The refinery was initiating work on a major plant turnaround at the time of the incident to complete required maintenance repairs, mechanical integrity inspections, and modifications to existing equipment. Twenty contractor companies (approximately 150 employees) have been contracted to perform this work under the direction of refinery staff. All of the contractor workers completed the refinery orientation training.
Work for the contractor crews is assigned/scheduled each morning. On the day of the incident, the day-shift (6 am to 6 pm) crew had been tasked with isolating the acid gas feed stream for the Claus unit. Due to other work priorities, the crew did not isolate the line as planned. A shift turnover for the night contractor crew did not happen due to mandatory safety training that delayed their arrival at the worksite. Upon their arrival at the work site, the night crew held a job safety analysis (JSA) review of the scheduled task (line breaking of the acid gas feed line to replace a segment) to be performed and the hazards present. No pressure gauges or monitoring was present to indicate that the acid gas feed line was operational. The crew initiated the line breaking activity (open the line to the atmosphere) at approximately 7:45 pm under self-contained breathing apparatus (SCBA), which almost immediately resulted in the uncontrolled release of acid gas. A nearby ignition source from a welding operation ignited the flammable gas. The following actions were initially taken:
The evacuation alarm was sounded and the refinery emergency response team (ERT) was activated.
The plant manager and the local fire department were notified of the incident.
The incident command was established at the refinery office near the main refinery access gate to the south (this is the furthest distance within the refinery boundary from the incident location).

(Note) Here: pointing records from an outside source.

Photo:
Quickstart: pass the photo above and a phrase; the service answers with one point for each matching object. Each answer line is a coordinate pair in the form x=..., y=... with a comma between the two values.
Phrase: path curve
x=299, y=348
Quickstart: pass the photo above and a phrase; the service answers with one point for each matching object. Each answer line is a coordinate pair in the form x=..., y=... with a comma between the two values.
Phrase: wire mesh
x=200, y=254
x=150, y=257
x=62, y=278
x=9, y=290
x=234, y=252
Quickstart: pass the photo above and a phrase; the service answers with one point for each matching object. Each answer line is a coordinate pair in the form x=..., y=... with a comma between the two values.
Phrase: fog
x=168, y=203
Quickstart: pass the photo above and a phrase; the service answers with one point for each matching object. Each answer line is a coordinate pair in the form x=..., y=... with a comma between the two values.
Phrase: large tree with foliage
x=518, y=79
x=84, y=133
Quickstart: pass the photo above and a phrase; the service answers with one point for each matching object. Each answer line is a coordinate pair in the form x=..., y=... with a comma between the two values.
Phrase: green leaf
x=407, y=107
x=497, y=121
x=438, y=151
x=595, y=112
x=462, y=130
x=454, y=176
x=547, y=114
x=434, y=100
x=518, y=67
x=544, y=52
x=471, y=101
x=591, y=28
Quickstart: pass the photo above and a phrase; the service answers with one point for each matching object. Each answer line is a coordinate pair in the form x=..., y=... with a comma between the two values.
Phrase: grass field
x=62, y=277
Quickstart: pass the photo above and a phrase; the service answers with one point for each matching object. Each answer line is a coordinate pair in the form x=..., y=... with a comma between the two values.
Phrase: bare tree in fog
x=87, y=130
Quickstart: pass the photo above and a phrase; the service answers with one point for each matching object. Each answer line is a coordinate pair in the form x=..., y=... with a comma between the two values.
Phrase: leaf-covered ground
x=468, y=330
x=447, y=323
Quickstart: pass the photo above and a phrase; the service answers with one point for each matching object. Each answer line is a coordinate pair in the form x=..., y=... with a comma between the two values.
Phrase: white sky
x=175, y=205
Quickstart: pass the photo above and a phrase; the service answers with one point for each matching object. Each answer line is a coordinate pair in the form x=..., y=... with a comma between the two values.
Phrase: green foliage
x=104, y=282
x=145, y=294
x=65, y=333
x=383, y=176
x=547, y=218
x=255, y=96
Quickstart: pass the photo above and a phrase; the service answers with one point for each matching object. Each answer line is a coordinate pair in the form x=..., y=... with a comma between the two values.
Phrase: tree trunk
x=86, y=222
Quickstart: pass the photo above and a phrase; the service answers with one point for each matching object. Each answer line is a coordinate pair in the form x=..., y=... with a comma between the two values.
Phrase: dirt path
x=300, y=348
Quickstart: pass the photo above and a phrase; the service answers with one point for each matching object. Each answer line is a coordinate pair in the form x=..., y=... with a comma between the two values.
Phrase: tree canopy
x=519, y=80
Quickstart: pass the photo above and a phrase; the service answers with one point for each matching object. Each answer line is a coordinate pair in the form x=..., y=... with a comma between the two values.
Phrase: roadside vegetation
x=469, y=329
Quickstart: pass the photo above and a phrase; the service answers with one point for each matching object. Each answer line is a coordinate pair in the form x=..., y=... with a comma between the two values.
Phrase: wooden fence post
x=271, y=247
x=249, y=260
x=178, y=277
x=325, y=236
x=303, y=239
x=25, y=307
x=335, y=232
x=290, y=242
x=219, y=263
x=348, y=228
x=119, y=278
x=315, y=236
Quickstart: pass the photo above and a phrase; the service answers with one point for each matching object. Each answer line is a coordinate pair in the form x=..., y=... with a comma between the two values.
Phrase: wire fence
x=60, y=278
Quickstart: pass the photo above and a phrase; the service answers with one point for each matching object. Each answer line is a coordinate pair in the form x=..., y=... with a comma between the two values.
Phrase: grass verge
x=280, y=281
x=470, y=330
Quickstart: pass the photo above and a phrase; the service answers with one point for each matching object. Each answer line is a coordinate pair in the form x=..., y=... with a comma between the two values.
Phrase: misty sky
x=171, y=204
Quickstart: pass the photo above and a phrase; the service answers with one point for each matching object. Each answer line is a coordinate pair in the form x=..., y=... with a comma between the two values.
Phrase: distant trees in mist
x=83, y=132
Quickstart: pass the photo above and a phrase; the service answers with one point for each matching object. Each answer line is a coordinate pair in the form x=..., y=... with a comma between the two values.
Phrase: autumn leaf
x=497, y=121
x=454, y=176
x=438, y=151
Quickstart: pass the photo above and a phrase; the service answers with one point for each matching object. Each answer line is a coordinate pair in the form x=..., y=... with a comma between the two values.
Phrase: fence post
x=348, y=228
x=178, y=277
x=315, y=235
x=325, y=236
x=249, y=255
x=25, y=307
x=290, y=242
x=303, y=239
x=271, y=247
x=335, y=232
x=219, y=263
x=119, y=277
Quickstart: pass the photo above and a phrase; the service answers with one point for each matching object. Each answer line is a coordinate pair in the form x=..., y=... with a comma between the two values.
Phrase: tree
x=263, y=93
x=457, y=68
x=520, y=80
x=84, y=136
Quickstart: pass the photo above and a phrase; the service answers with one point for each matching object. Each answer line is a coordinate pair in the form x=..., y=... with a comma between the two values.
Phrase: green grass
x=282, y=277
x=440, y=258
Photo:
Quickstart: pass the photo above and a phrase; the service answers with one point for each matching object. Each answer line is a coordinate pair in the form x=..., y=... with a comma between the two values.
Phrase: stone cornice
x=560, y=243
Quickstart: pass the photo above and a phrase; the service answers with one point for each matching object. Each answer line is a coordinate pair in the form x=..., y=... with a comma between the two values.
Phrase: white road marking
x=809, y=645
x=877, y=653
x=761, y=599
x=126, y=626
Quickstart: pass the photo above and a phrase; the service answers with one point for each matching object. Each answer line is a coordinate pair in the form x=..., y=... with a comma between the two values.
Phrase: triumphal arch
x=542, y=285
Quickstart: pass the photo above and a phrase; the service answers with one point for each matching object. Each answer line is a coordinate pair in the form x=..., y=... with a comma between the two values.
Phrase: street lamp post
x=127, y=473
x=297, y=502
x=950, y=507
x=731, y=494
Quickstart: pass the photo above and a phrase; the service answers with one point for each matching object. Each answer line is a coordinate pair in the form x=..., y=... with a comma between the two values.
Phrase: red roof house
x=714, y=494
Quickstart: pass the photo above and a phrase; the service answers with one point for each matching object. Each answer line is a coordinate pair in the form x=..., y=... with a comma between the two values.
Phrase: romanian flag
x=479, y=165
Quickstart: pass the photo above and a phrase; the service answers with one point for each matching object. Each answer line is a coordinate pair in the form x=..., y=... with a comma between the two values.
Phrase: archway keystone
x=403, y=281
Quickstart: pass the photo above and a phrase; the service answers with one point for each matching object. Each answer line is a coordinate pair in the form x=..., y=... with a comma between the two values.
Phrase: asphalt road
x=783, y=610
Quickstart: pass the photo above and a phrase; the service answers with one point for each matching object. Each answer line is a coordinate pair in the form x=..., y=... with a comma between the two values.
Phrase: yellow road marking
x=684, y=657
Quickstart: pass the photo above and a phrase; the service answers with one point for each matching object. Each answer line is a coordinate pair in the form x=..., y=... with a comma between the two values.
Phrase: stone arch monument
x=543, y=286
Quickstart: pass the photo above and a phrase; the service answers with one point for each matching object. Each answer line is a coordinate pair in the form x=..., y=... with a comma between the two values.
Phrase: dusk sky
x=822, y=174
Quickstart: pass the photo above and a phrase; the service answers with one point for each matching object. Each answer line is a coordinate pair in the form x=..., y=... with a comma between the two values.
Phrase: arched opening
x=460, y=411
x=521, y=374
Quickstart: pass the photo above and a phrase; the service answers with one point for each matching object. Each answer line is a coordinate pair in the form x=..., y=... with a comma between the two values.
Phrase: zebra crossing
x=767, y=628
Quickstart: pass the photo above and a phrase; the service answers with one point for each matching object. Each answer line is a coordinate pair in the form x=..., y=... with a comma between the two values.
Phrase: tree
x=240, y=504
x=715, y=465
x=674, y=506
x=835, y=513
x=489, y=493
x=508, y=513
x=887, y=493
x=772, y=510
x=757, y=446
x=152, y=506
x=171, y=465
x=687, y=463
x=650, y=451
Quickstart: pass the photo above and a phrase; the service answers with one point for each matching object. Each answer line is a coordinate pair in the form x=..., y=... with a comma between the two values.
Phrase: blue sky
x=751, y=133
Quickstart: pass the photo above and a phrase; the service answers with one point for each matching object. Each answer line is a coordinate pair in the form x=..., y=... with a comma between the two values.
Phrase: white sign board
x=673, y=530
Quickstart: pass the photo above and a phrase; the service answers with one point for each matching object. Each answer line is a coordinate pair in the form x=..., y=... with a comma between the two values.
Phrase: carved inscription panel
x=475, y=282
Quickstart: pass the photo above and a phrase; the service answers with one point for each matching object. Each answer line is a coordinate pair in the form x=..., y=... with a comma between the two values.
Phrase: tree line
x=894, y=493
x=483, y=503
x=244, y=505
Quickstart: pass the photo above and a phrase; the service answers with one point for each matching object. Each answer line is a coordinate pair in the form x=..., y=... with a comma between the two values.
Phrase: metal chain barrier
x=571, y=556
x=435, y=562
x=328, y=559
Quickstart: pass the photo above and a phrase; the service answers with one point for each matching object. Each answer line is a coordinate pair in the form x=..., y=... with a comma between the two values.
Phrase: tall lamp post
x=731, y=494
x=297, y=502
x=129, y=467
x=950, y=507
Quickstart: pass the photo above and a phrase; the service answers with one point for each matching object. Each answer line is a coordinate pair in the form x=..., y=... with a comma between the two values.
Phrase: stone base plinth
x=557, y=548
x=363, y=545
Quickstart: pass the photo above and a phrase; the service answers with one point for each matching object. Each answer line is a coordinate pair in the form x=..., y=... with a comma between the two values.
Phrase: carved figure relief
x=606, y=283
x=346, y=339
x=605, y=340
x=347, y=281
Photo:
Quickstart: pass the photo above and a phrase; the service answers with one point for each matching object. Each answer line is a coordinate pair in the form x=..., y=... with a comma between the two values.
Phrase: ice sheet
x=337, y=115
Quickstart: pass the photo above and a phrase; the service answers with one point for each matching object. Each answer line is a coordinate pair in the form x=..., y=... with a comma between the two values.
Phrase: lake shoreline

The refinery ERT incident commander implemented actions required under the approved refinery emergency response plan.
The ERT was not able to immediately isolate the acid gas feed pipeline.
The fire department arrived on location and assumed the incident command of the event.
Additional Relevant Information:
The refinery encompasses an area measuring 2000 feet by 1400 feet. The Claus unit is located in the most northern part of the refinery, approximately 1350 feet from the main refinery access gate to the south. The polymerization unit is operating directly adjacent to the Claus unit.
The nearest residential community is located approximately 1000 feet to the northeast of the refinery.
A plastic recycling plant is located along the south fence boundary of the refinery.
A major interstate highway runs directly parallel to the plant, approximately 1/4 of a mile directly north of the refinery.
The ambient temperature on the day of the incident was 85° F and the wind was blowing at 7 mph from the southwest to the northeast.
Work crews were scheduled to work 12-hour shifts, 24-hours a day, to complete the refinery turnaround.
Due to the age of the refinery, SJV has implemented a robust mechanical integrity program.
The refinery has a trained ERT that can respond to incidents.
Fixed water monitors are present throughout the refinery to extinguish refinery equipment fires. The refinery ERT does not fight fires past the incipient stage.
The refinery has received notices of violation (NOVs) from the local air district in the past several years due to gas and liquid leaks from piping components, such as valves, compressor/pump seals, and for excess sodium dioxide (SO2) emissions related with their sulfur plant.
Due to historical discharges of organic compounds, groundwater monitoring wells are present down gradient of the facility. Groundwater underlying the plant has historically been encountered at 30 feet below ground surface.